Ownership design proved a facilitating structure to support moral leadership and a caring culture.

The decision to acquire Brand Cool has paid off for Butler/Till and for Brand Cool. Brand Cool, citing revenue growth of 120 percent and a doubling of personnel, opened a new office in San Francisco in late 2017. Butler/Till is growing too, with revenues up 33 percent and personnel growth up 37 percent. But the number that Jones is most proud of is Butler/Till’s 7 percent turnover rate, much lower than the industry average of 25 percent. “We are proud that we create meaningful and rewarding work and that talented people want to spend their whole career with us.”

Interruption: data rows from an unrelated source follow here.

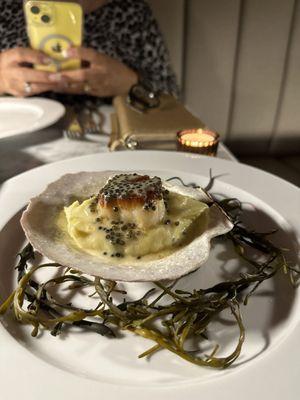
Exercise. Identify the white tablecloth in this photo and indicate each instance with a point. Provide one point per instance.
(23, 152)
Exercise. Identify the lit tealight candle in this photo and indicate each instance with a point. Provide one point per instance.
(203, 141)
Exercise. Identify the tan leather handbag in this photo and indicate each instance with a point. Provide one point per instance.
(154, 129)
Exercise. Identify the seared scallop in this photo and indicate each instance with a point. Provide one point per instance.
(133, 198)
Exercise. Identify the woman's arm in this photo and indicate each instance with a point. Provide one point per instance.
(17, 79)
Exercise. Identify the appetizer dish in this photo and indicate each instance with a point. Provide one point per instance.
(124, 227)
(98, 228)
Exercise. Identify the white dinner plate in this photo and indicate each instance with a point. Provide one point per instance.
(85, 365)
(19, 116)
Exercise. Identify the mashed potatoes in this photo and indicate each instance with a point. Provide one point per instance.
(115, 238)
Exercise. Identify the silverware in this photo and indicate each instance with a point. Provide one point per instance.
(88, 122)
(73, 130)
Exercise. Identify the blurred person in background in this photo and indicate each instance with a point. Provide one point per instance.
(122, 45)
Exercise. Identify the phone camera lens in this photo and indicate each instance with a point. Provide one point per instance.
(46, 19)
(35, 10)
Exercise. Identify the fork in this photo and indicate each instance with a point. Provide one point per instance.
(74, 129)
(89, 122)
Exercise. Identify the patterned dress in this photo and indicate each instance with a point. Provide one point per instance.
(123, 29)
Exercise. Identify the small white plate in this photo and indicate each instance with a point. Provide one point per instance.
(19, 116)
(85, 365)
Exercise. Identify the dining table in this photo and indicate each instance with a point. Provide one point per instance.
(21, 153)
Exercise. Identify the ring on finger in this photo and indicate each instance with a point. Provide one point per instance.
(27, 88)
(87, 87)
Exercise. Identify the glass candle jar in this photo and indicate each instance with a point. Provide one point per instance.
(199, 140)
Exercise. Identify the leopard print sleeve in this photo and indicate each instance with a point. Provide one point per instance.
(127, 30)
(153, 60)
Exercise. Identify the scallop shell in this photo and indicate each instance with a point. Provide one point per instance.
(38, 222)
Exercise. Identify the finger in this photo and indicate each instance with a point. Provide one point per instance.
(31, 75)
(83, 53)
(20, 55)
(77, 75)
(18, 89)
(71, 88)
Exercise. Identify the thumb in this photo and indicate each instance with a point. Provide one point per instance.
(82, 53)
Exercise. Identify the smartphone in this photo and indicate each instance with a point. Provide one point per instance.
(53, 27)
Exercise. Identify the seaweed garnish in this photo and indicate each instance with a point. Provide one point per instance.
(165, 314)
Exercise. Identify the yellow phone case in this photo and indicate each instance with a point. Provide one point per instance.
(53, 27)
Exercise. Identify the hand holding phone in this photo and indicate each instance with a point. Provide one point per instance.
(53, 28)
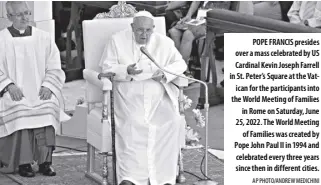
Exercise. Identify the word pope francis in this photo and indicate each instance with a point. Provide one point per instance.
(148, 123)
(31, 80)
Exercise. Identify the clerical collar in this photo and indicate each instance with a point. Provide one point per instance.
(18, 33)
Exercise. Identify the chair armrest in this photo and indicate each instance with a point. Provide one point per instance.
(91, 77)
(180, 82)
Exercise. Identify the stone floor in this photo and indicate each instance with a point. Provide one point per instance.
(71, 167)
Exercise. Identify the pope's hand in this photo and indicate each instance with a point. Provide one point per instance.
(158, 76)
(15, 92)
(132, 70)
(45, 93)
(185, 19)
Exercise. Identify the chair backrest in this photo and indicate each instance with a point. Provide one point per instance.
(96, 33)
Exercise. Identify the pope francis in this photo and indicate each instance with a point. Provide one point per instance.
(31, 80)
(148, 124)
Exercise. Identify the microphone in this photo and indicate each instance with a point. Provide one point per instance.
(206, 105)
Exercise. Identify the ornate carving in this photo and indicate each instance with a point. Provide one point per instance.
(120, 10)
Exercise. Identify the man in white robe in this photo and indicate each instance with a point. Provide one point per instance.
(31, 80)
(148, 123)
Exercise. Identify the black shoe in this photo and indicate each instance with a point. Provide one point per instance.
(46, 169)
(222, 83)
(25, 170)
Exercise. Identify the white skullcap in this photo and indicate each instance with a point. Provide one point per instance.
(144, 14)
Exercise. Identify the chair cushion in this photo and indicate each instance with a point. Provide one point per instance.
(96, 34)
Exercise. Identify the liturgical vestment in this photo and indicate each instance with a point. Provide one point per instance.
(29, 62)
(149, 127)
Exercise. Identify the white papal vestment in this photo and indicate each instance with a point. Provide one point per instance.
(29, 62)
(149, 127)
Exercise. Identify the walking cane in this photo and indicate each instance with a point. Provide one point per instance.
(110, 76)
(113, 129)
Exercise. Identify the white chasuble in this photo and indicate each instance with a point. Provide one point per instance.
(30, 62)
(149, 127)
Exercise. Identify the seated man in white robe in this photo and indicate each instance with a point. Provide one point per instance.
(31, 80)
(148, 123)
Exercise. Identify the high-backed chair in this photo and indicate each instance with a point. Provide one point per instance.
(96, 34)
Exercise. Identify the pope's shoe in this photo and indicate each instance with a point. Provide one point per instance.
(46, 169)
(25, 170)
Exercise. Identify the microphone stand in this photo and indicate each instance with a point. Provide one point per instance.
(206, 107)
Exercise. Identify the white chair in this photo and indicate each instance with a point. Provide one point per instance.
(95, 35)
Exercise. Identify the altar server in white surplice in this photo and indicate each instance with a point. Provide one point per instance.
(31, 80)
(148, 124)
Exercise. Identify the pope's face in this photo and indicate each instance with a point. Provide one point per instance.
(19, 14)
(143, 29)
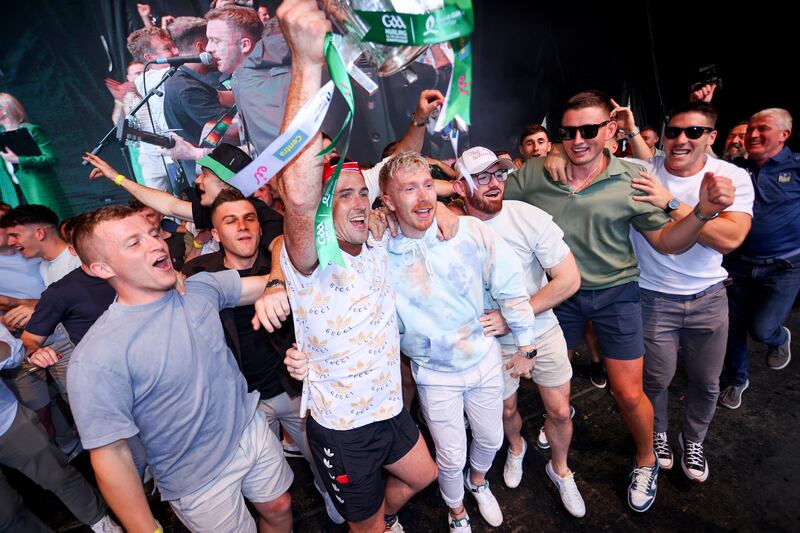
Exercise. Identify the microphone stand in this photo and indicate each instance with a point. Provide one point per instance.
(111, 136)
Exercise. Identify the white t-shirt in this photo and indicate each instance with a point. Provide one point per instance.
(346, 320)
(699, 267)
(63, 264)
(539, 244)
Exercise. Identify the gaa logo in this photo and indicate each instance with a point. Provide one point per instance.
(393, 21)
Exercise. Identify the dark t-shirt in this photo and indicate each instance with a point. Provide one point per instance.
(271, 222)
(189, 102)
(77, 300)
(259, 362)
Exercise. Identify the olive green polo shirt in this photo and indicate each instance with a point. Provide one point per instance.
(596, 221)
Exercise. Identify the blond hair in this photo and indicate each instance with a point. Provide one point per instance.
(401, 162)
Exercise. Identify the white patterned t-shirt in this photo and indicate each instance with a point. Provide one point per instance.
(345, 319)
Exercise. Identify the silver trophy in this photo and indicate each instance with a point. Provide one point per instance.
(387, 59)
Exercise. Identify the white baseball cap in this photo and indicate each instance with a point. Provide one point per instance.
(477, 159)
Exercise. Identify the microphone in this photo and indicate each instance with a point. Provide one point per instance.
(204, 58)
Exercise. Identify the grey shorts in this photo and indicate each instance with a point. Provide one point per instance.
(551, 367)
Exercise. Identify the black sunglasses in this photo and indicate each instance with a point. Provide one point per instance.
(485, 177)
(692, 132)
(588, 131)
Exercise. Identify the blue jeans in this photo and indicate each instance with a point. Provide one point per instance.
(759, 301)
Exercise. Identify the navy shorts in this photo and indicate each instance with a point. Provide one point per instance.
(350, 461)
(616, 315)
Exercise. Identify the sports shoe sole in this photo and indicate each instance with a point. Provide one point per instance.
(789, 359)
(739, 404)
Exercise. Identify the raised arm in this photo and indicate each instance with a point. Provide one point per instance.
(723, 234)
(161, 201)
(565, 280)
(300, 185)
(121, 487)
(429, 100)
(716, 194)
(626, 122)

Design Lesson: Ownership is a Critical Part of Leadership Transition
When Sue Butler and Tracy Till decided to sell their business, they understood that good leadership was essential for a smooth transition that would preserve their culture. But they also understood that leadership alone could not guarantee that their unique business culture would thrive. Their employees, who created the business value and benefited from the culture, they realized, were the best insurance to protect that legacy. At Butler/Till, like many of the businesses profiled in Fifty by Fifty’s research on “Next Generation Enterprise Design,” ownership design proved a facilitating structure to support moral leadership and a caring culture. With the foundation of a secure ownership structure and a clear purpose, Jones has led a smooth transition and taken Butler/Till to new heights of success.

Sarah Stranahan is senior editorial associate at The Democracy Collaborative and a leading member of its Fifty by Fifty employee ownership team.